She reached forward and silenced the distracting voice. She had to hurry now, to try something different, to press for a breakthrough before he returned. He seemed too sure of himself. She felt that he might return with something persuasive, even if it were not correct.
So she instructed the ship’s computer to teach the captive brain to communicate in a Solarian tongue. Then she fetched herself a fresh cup of coffee and drank it.
More of its ala
rm systems came on as it advanced. The giant killing machine activated jets to slow its course. The first order to pass through its processor, once the tentative identification had been made, was, Advance warily.
It maintained the fix on the distant vessel and its smaller companion, but it executed the approach pattern its battle-logic bank indicated. It readied more weapons.
“All right,” Wade said later, entering and taking a seat. “I was wrong. It wasn’t what I thought.”
“Would you at least tell me what you’d suspected?” Juna asked.
He nodded. “I’m no great linguist,” he began, “but I love music. I have a very good memory for sounds of all sorts. I carry symphonies around in my head.
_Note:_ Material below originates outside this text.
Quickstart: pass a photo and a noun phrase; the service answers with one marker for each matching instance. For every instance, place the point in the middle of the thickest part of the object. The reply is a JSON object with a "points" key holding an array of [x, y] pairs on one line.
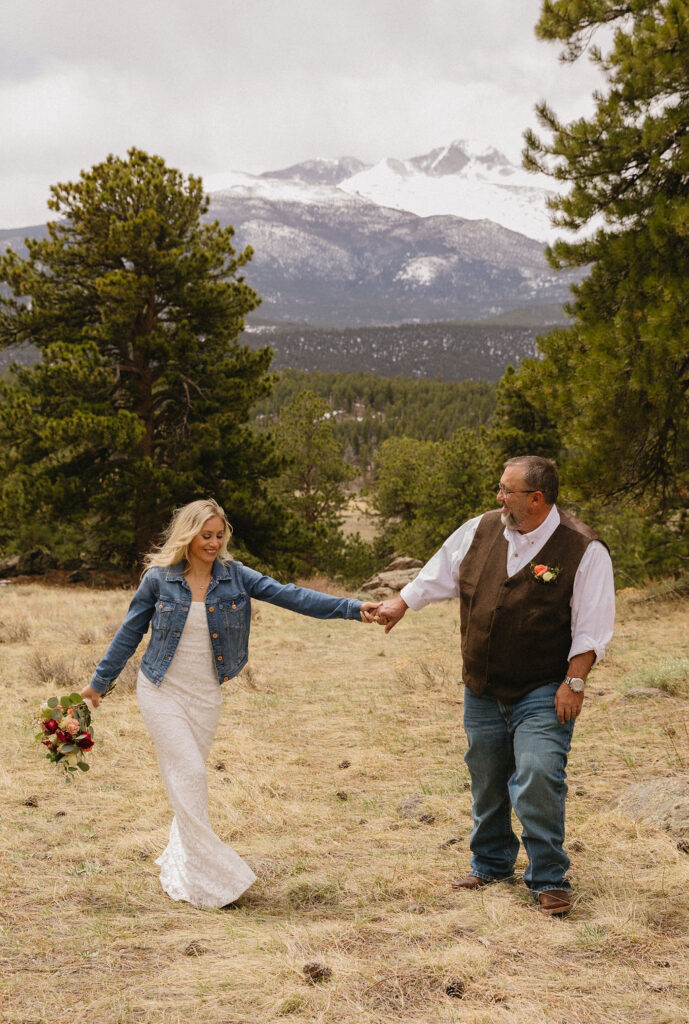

I even play several instruments, though it’s been a while. But memory played a trick on me this time. I would have sworn that those sounds were similar to ones I’d heard on those copies of the Carmpan recordings—the fragmentary records we got from them concerning the Builders, the nasty race that made the berserkers. There are copies in the ship’s library, and I just listened to some again. It’d been years. But I was wrong. They sound different. I’m sure it’s not Builder-talk.”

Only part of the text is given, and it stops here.